Film Review: 'Waste Land'

Film Review: ‘Waste Land’

Nominated for an Academy Award for Best Feature-Length Documentary, Lucy Walker’s film Waste Land follows Brazilian artist Vik Muniz as he returns to his hometown of Sao Paolo for a project involving two factors most of us shirk from thinking about: the incredible amounts of garbage generated by modern life and the millions of people worldwide who make their livelihood living and working amidst it. Muniz’s destination is the world’s largest landfill, Jardim Gramacho, which takes in 7,000 tons of trash a day from Sao Paolo.

Yet far from abject misery, however, the stunning thing about the catadores who pick through the trash searching for glass, metal, plastic and other recyclable materials, is their inexplicable glowing good health and zeal for life. They show great spirit, intelligence, curiosity and pride in their work, speculating about the lives of the former owners of the items they paw through, and insisting on the importance of their role in the recycling  (not garbage) industry.

There’s a union, a daycare and clinic and even efforts to start a library from the cast-off volumes scavenged by a couple of self-styled intellectuals, who read Machiavelli, Dan Brown and Sun Tzu in their spare time.

Fearlessly climbing the immense, shifting, slipping shifting landscape of garbage, the catadores must be ever-vigilant lest they lose their footing, sink into a morass, or become drowned by the next deluge of trash. It’s dangerous, filthy work, in a chaotic, loud and hectic environment, with dozens of giant trucks and bulldozers rumbling around and cawing ravens overhead. I was grateful more than once that film can’t convey odor.

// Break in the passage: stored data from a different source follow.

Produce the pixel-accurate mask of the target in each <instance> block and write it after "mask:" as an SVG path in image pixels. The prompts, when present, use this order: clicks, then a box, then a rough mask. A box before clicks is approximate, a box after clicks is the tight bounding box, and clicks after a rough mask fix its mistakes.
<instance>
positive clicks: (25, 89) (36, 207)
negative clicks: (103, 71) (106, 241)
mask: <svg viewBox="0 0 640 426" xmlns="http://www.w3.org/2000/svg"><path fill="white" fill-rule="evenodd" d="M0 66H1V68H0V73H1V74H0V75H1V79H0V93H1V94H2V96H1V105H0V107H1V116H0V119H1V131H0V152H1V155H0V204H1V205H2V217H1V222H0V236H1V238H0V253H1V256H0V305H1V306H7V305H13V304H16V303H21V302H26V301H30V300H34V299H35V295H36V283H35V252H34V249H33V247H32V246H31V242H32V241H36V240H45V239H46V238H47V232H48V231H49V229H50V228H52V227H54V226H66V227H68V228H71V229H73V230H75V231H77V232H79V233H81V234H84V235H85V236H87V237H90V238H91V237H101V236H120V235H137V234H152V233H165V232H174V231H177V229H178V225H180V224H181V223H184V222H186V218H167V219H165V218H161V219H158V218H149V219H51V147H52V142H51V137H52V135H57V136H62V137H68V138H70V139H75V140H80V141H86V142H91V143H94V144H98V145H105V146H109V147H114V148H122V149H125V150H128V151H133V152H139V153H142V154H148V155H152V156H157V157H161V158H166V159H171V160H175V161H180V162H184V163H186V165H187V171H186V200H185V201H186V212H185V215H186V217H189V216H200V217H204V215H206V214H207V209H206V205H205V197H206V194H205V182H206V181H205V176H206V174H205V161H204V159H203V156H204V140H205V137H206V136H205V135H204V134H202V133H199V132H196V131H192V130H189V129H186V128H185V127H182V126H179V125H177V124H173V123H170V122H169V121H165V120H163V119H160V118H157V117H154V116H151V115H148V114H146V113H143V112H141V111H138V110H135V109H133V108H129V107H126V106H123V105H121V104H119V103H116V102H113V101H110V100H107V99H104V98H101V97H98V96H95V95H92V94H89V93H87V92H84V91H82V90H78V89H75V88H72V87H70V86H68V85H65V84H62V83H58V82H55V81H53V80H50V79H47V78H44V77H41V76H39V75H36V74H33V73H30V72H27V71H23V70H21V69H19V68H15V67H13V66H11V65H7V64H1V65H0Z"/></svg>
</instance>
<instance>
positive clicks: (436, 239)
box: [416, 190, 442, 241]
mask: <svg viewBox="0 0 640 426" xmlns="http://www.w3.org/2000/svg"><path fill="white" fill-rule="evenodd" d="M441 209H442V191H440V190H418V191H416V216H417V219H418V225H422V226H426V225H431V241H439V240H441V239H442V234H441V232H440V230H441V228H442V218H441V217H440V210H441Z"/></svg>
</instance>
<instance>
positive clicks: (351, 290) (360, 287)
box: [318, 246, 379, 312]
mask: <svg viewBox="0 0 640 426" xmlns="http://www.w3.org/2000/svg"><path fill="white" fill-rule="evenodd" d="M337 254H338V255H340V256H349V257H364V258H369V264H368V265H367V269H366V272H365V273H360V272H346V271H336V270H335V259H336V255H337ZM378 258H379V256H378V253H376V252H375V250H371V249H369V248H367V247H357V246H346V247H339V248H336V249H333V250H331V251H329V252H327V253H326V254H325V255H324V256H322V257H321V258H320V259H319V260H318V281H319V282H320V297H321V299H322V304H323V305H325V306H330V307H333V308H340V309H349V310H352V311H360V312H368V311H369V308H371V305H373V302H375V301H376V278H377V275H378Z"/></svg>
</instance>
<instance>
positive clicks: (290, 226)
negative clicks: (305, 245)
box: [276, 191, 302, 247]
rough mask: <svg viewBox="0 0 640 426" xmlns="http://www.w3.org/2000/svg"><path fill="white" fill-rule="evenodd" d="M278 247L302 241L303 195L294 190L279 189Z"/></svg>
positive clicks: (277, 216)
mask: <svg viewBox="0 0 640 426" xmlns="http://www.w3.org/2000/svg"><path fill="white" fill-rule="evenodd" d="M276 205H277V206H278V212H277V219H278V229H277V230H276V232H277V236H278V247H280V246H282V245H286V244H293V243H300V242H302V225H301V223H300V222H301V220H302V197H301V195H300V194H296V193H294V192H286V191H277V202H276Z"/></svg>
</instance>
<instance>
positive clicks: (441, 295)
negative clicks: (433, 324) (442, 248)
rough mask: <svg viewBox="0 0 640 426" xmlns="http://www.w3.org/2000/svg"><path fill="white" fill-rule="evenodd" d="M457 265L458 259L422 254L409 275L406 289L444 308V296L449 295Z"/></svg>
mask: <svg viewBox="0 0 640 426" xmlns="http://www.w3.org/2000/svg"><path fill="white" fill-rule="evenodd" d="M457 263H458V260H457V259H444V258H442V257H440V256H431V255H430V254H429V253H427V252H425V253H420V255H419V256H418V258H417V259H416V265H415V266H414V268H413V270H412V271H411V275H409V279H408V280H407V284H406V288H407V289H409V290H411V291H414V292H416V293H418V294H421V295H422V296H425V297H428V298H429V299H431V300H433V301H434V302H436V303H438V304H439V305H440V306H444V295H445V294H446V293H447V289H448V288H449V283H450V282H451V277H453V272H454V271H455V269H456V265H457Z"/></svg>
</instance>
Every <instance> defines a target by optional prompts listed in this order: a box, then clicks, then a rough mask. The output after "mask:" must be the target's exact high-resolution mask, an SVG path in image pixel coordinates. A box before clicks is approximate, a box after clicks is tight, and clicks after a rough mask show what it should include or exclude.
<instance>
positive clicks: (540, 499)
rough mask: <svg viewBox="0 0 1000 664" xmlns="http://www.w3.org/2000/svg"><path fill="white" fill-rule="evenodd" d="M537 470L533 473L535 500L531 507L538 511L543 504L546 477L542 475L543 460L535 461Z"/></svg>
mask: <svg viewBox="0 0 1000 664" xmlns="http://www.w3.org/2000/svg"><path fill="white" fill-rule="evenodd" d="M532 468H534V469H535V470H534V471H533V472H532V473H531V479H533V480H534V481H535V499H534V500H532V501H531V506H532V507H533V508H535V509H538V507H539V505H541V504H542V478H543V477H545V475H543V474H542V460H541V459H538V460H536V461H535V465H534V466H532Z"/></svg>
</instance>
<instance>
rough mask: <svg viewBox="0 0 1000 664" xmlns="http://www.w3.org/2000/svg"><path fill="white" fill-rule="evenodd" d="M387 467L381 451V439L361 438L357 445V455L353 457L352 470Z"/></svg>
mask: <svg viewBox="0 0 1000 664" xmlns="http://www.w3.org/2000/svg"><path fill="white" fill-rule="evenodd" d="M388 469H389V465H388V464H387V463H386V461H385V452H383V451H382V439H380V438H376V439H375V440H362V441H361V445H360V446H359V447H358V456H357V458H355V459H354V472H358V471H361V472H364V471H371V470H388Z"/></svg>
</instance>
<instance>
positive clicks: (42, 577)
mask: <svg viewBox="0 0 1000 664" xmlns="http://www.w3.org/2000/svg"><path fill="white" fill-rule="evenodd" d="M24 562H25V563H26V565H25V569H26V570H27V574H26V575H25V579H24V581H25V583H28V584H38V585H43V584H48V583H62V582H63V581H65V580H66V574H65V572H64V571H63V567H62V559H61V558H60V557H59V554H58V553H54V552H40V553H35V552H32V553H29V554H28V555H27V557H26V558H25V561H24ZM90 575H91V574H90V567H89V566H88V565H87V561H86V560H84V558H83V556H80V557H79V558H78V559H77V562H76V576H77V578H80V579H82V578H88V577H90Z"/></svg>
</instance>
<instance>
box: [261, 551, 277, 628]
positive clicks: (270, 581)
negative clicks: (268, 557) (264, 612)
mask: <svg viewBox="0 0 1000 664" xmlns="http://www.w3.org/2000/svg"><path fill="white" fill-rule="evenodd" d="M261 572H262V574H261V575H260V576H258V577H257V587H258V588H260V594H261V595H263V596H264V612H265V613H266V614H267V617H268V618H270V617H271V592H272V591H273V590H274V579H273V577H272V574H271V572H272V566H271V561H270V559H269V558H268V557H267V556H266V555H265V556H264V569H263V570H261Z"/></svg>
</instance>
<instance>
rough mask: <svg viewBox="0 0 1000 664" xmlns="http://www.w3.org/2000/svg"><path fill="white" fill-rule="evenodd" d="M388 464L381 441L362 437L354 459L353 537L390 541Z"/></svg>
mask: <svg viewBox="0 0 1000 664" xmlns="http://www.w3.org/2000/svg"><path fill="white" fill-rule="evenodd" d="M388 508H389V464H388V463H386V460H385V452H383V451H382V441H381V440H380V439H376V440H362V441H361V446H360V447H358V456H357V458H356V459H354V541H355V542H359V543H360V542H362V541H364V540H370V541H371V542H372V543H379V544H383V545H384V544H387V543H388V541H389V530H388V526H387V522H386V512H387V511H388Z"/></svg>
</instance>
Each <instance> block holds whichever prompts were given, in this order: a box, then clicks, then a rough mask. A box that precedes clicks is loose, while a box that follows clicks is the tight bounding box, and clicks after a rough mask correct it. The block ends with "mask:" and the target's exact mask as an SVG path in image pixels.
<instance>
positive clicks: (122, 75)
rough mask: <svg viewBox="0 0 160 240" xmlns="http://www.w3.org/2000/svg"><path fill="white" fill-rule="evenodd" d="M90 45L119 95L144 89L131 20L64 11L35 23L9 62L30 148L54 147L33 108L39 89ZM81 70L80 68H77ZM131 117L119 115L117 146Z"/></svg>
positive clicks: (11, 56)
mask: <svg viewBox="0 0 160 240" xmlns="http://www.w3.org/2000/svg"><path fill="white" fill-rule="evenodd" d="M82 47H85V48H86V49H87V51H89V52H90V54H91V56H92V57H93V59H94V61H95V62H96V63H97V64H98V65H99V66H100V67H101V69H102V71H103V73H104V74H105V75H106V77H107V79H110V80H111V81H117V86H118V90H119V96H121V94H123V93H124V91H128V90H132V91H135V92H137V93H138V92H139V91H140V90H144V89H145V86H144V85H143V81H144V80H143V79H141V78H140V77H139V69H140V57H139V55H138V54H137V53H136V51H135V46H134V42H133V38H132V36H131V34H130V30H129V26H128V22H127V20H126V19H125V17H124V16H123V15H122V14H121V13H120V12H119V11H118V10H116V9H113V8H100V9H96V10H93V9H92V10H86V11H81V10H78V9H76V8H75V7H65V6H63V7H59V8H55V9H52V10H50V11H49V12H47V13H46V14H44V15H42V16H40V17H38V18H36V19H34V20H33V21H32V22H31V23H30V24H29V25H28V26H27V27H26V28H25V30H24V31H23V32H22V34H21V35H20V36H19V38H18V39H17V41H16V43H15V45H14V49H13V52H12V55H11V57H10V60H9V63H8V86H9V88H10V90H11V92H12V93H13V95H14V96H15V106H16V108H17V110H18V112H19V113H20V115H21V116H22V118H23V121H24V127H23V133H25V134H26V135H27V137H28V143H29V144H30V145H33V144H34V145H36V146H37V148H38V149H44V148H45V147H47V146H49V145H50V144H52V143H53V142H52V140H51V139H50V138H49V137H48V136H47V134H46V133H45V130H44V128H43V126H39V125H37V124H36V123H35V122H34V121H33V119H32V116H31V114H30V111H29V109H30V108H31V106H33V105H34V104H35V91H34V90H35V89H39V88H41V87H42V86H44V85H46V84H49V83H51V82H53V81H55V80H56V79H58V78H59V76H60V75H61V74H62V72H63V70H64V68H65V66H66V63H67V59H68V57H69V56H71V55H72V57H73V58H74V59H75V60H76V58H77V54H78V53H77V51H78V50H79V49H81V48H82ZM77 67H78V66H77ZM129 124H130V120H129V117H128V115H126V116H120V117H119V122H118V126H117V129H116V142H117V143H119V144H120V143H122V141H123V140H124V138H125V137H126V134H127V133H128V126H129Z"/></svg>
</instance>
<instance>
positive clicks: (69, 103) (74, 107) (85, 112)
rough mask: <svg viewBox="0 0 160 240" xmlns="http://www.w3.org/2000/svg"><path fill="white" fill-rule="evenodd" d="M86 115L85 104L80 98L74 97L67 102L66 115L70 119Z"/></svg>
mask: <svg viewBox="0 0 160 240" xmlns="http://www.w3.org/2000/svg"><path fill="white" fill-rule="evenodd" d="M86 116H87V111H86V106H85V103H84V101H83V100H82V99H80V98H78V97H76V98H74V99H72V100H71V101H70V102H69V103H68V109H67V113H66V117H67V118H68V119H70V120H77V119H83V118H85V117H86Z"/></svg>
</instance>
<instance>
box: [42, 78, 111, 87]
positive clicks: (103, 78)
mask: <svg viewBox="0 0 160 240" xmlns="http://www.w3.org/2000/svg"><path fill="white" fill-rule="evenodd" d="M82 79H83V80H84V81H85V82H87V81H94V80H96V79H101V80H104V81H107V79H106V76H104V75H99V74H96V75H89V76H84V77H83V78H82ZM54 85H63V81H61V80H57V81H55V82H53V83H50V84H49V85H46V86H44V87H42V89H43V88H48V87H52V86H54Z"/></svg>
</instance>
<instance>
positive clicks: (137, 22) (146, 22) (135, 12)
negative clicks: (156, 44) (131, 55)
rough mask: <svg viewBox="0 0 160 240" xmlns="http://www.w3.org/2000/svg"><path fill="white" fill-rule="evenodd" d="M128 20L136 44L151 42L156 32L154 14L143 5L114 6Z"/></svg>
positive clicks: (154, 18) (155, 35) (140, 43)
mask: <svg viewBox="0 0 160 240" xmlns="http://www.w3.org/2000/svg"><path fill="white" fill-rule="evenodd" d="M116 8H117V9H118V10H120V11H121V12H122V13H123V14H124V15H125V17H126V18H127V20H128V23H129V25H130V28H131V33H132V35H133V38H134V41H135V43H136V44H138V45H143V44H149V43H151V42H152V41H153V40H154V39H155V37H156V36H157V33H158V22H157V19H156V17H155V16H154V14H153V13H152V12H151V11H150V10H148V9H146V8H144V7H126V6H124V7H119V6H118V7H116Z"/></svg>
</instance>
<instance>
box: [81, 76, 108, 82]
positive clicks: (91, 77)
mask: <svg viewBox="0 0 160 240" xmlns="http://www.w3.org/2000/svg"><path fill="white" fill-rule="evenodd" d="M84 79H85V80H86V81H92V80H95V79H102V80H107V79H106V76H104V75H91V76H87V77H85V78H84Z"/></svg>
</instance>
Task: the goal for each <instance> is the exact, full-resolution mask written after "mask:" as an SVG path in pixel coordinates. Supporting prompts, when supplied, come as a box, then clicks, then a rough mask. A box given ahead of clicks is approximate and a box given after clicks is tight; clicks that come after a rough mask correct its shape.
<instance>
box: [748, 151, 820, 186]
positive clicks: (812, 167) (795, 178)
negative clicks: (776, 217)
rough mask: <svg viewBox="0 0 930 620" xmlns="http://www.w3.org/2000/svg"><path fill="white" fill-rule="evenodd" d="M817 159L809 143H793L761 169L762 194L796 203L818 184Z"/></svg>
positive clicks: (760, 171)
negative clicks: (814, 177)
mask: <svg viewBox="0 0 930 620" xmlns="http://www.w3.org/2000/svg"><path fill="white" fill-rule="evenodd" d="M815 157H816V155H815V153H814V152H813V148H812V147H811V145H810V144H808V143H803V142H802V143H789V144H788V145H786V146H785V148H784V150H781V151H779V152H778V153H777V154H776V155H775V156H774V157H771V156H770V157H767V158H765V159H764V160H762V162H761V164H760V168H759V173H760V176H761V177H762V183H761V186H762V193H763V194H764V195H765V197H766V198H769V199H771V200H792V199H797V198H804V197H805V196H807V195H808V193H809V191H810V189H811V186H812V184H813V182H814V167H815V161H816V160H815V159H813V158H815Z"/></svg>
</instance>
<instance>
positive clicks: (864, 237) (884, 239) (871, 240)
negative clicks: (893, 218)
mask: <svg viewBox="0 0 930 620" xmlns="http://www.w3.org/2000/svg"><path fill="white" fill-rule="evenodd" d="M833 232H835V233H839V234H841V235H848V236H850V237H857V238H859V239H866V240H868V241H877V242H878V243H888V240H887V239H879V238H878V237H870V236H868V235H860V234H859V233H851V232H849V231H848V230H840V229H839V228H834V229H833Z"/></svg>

Muniz himself was born into a poor family and grew up in a nearby favela (slum) neighborhood. A twist of fate (he was accidentally shot in the leg by a rich person and received a large cash settlement) changed his life forever, giving him the means to move to New York, where he eventually became an artist.

Consequently, he’s one of those rare artists in the rareified world of art with class-consciousness. Now very successful on the world market, his mission with the Jardim Gramacho project is to effect some good in the lives of the catadores with whom he works. The idea he develops is to have them work on the images with him, and then give them the proceeds of the final images.

Near the film’s end, when one of the resulting portraits (of labor organizer Tiao as French revolutionary Marat in an echo of the famous David painting) is put on the auction block in London at Phillips de Prury, it raises multiple questions about the intersection of the haves and have-nots, as well as of art and commerce.

What is there to say when Tiao hears that one of Damien Hirst’s medicine cabinet works—which is exactly as it sounds, a standard-issue medicine cabinet filled with prescription bottles—has sold for $1.5 million, except that, surely, these are the last, decadent days of the Roman Empire?

But in the increasing gap between rich and poor, Waste Land is an important call for dialogue between the extremes.